Sternhagen v. Dow Co.

Decision Date10 April 1997
Docket NumberNo. 96-161,96-161
Citation282 Mont. 168,935 P.2d 1139
Parties, Prod.Liab.Rep. (CCH) P 15,158 Marlene L. STERNHAGEN, as the Personal Representative of the Estate of Charles J. Sternhagen, Plaintiff and Respondent, v. DOW COMPANY, Chevron Chemical Company, Monsanto Company, Stauffer Chemical Company and John Doe Companies 1 through 4, Defendants and Appellants. . Heard and
CourtMontana Supreme Court

Robert M. Carlson, Corette, Pohlman, Black, Carlson, Mickelson & Johnston, Butte; Laurence F. Janssen, Lane, Powell, Spears, Lubersky, Los Angeles, CA, for Dow Chemical Company.

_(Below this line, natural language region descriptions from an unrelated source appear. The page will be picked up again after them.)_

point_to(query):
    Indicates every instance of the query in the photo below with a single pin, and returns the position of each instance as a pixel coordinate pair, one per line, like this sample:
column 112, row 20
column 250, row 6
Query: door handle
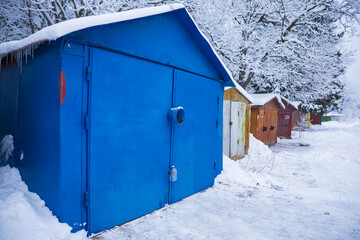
column 172, row 174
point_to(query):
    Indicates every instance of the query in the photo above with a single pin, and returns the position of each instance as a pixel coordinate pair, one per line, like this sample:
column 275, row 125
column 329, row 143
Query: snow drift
column 25, row 216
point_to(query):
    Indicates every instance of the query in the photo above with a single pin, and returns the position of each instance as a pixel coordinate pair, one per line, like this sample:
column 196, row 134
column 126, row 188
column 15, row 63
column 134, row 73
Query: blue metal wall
column 38, row 125
column 9, row 84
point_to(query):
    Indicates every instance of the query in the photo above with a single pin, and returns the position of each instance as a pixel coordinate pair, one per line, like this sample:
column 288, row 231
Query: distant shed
column 236, row 122
column 285, row 118
column 264, row 117
column 108, row 120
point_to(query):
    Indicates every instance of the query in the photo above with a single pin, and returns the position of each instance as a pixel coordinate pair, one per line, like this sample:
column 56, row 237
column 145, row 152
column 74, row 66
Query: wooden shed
column 285, row 118
column 108, row 120
column 264, row 117
column 236, row 122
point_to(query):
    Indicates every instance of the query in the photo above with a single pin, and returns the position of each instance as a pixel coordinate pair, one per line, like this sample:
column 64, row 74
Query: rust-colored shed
column 285, row 118
column 264, row 117
column 236, row 122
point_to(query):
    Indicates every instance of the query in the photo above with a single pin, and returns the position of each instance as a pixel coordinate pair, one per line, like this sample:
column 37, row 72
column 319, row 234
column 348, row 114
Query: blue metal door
column 194, row 142
column 129, row 138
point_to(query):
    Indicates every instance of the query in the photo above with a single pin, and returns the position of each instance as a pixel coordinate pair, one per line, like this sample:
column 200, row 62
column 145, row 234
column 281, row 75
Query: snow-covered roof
column 242, row 91
column 58, row 30
column 61, row 29
column 296, row 104
column 262, row 99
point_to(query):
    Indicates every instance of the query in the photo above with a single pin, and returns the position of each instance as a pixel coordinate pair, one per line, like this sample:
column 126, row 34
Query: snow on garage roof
column 63, row 28
column 242, row 91
column 290, row 102
column 262, row 99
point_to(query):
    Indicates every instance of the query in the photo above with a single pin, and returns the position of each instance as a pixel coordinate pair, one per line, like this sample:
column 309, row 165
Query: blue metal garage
column 115, row 118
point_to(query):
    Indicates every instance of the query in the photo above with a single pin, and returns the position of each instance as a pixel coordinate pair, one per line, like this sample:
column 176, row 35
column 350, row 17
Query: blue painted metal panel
column 38, row 125
column 163, row 38
column 72, row 134
column 9, row 84
column 194, row 145
column 129, row 138
column 124, row 158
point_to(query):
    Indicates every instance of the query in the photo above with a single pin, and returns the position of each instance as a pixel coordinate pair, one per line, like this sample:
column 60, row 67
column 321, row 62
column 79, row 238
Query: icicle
column 26, row 53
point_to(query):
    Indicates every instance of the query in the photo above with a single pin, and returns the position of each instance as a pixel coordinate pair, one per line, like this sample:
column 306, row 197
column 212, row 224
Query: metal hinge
column 86, row 198
column 88, row 73
column 87, row 122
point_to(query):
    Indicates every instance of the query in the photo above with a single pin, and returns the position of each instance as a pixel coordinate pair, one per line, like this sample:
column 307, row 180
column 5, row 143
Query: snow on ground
column 303, row 188
column 23, row 215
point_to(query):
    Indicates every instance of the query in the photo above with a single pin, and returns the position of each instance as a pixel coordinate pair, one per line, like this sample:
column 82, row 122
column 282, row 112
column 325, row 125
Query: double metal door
column 131, row 144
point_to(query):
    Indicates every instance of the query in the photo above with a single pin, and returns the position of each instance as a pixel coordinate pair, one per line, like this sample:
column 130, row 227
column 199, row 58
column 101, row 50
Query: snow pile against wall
column 24, row 215
column 6, row 149
column 252, row 169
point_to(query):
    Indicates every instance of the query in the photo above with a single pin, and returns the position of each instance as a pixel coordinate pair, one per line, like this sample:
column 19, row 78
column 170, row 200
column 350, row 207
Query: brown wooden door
column 261, row 123
column 274, row 126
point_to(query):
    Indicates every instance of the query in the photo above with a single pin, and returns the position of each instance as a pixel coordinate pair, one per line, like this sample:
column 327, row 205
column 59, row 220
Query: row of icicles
column 20, row 55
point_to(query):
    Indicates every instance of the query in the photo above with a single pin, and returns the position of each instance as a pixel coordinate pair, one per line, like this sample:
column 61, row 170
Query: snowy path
column 311, row 192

Christopher Mangen, Jr., Crowley, Haughey, Hanson, Toole & Dietrich, Billings, for Chevron Chemical Company and Stauffer Chemical Company.

William A. Rossbach, Elizabeth A. Brennan, Rossbach & Whiston, Missoula, for Plaintiff and Respondent.

Lawrence A. Anderson, Great Falls, for Amicus Curiae Montana Trial Lawyers Association.

NELSON, Justice.

The United States District Court for the District of Montana, Great Falls Division, has certified to this Court the following question:

In a strict products liability case for injuries caused by an inherently unsafe product, is the manufacturer conclusively presumed to know the dangers inherent in his product, or is state-of-the-art evidence admissible to establish whether the manufacturer knew or through the exercise of reasonable human foresight should have known of the danger?

We conclude that Montana law precludes the admission of state-of-the-art evidence in products liability cases brought under the theory of strict liability.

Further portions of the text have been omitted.